Reuse of Research Data
Properly functioning data search services make the effective reuse of research data possible. Universities, research institutes and other similar organisations have numerous search services for their own data and publications, but there has been no centralised service to date. The Etsin - Research Data Finder fulfills this need. It retrieves the metadata for data from other services, thus making it possible to enter that data directly into the Kata service.
There are several existing metadata services in Finland. For example, the Finnish Social Science Data Archive (FSD) is a metadata service that contains data related to the social sciences. The service also offers a search user interface for conducting effective searches of the service's approximately 1,000 pieces of data. HELDA, the Digital Repository of the University of Helsinki offers a search user interface for university data and publications. There are over 30,000 pieces of data and publications in HELDA.
The Etsin service will be able to retrieve data from both FSD and HELDA, but it will not allow access to publications in HELDA. When other universities and research institutes establish interfaces for the machine retrieval of data, the metadata for this data will then be added to Kata. In addition to serving as a centralised service, Kata will also contain advanced search capabilities for the effective utilisation of large volumes of data.
There are also metadata and data services at various universities and research facilities.
Restrictions on reuse
The data may have a license attached to it. In the license, the author has already specified the terms under which you may use the data. Data has various degrees of publicity, i.e. it might be that you are only allowed to copy the data, but not edit it, link it to others or transfer it to a third party.
In some cases, the data may be difficult to understand, sensitive or its use requires special software. When dealing with this kind of data, you must contact the contact person specialized on the metadata.
Provenance information of research data is information on the origin and processing history of the data: addenda, omissions, software used, etc. At present, the research data services of the Ministry of education and culture do not collect provenance information. The importance of provenance information is emphasised for data in long-term storage.
Provenance information is important for data that will be stored for longer periods for the following reasons:
- The proper documentation of the manner in which the data was produced ensures that the data will be processed well and the resulting data answers the question it should.
- Research is more reproducible if the various phases of data analysis are properly documented.

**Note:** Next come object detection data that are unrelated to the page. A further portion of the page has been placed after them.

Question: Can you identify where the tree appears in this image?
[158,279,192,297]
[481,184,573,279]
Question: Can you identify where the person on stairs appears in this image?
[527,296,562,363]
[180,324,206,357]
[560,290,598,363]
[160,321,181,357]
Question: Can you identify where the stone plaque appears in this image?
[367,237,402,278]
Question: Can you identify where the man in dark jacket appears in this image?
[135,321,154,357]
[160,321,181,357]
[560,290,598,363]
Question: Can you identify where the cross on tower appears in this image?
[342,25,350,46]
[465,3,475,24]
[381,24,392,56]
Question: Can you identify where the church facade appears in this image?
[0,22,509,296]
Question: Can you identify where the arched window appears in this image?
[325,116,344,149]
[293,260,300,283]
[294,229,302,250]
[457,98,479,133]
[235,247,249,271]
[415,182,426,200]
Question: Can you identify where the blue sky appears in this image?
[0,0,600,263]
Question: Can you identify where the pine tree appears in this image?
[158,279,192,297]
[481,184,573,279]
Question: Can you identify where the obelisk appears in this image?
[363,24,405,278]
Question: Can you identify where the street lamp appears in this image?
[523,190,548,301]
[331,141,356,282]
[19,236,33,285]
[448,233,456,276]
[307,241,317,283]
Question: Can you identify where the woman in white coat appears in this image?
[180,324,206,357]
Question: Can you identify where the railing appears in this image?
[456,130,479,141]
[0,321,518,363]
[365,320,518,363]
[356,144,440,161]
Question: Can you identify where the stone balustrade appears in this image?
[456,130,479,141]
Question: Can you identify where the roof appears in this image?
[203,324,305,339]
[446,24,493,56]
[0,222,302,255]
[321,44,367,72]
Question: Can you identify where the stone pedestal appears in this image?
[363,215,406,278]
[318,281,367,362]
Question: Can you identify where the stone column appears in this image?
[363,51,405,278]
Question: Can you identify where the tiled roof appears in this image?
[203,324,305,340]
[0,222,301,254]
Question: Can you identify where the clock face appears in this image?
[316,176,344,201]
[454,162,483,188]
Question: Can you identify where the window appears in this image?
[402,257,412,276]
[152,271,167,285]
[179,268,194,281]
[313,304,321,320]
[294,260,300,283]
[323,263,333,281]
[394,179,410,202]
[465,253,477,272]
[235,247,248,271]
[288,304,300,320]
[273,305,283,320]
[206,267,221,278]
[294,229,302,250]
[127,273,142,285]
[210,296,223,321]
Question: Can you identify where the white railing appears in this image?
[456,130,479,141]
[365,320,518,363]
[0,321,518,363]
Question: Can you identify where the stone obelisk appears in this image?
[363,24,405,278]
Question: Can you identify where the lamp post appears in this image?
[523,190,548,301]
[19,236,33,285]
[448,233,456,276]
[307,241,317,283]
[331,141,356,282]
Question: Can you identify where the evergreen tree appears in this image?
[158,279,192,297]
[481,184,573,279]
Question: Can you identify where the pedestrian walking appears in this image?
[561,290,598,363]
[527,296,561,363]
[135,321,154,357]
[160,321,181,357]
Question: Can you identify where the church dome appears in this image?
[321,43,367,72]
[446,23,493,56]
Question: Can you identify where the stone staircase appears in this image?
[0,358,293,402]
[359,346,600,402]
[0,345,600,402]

- The documentation of sources and contributors improves the transparency of the research in that users of the data can independently assess the reliability and impartiality of the data.
Today, when data processing is mainly automatic, the programs and methods used in processing should be included as is in the supplementary materials. Data processing should otherwise be automated as much as possible, in order to make it easy to reproduce research by hand and in peer reviews.

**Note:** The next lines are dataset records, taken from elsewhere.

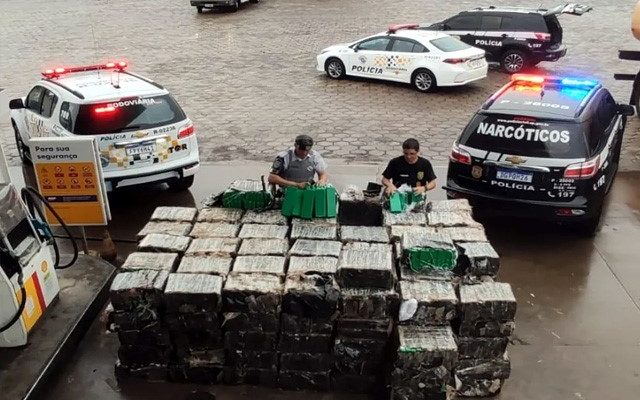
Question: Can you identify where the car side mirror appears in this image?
[9,99,24,110]
[616,104,636,117]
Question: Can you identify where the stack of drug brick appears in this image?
[333,226,398,393]
[278,218,342,391]
[223,211,289,386]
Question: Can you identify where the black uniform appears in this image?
[382,156,436,187]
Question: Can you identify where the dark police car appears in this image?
[445,75,634,234]
[420,3,591,73]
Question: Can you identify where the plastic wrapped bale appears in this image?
[457,336,509,359]
[233,256,286,276]
[238,224,289,239]
[282,274,340,319]
[280,313,335,335]
[340,226,389,243]
[390,225,436,242]
[291,224,338,240]
[427,211,482,228]
[185,238,240,257]
[287,257,338,276]
[427,199,472,212]
[458,242,500,277]
[238,239,289,256]
[176,256,233,278]
[460,282,517,324]
[151,207,198,222]
[336,318,393,340]
[223,273,284,314]
[164,274,222,314]
[438,226,488,244]
[222,312,280,333]
[189,222,240,238]
[242,210,287,225]
[339,288,400,319]
[197,207,244,224]
[289,239,342,258]
[120,252,178,272]
[382,210,427,226]
[138,233,191,254]
[136,221,193,239]
[399,280,458,325]
[395,325,458,371]
[337,249,395,289]
[402,230,458,272]
[109,270,169,312]
[278,369,331,391]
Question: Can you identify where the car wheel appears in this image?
[324,58,346,79]
[168,175,193,192]
[11,123,31,165]
[411,69,438,93]
[500,50,528,74]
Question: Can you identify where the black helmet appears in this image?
[295,135,313,150]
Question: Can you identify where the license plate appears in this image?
[496,170,533,183]
[127,144,156,156]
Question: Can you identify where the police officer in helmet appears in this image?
[269,135,328,189]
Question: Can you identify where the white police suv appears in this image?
[317,24,487,92]
[445,75,634,235]
[9,62,200,190]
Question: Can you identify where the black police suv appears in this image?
[420,3,591,73]
[444,74,634,235]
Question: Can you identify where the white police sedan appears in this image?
[317,24,487,92]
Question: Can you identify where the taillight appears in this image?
[178,124,196,139]
[449,144,471,165]
[564,157,599,179]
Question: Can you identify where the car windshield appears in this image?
[460,114,588,158]
[431,36,471,53]
[61,94,186,135]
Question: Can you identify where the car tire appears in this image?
[167,175,194,192]
[324,57,346,79]
[11,121,32,165]
[411,68,438,93]
[500,50,529,74]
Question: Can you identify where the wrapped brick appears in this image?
[233,256,286,276]
[223,274,284,314]
[340,225,389,243]
[339,289,400,319]
[136,221,193,239]
[337,249,395,289]
[242,210,287,225]
[287,257,338,275]
[395,326,458,370]
[282,274,340,319]
[176,256,233,278]
[291,224,338,240]
[164,274,222,314]
[120,252,178,272]
[189,222,240,238]
[238,224,289,239]
[138,233,191,254]
[458,242,500,277]
[382,210,427,226]
[151,207,198,222]
[399,280,458,325]
[185,238,240,257]
[238,239,289,257]
[198,207,243,224]
[110,270,169,310]
[289,239,342,257]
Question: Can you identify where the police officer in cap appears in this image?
[269,135,328,189]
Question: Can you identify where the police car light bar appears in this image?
[387,24,420,33]
[42,61,127,79]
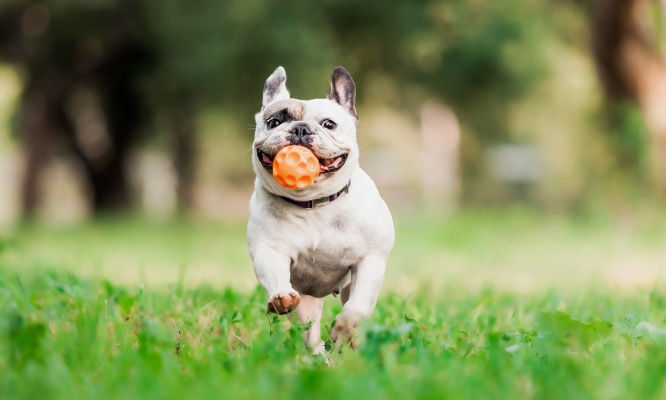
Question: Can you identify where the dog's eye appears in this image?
[266,118,282,129]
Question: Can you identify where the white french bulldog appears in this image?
[247,67,395,353]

The following is a short checklist for creating provenance information:
- Have the events in the data production chain been documented?
- Are the data processing methods available?
- Has the data change history been recorded?
- Has the data been linked with its sources?
- When collecting data, has information that might affect the quality of the data been recorded? For example in measurement data, the calibration of sensors, or in interview data, special features of the interview situation.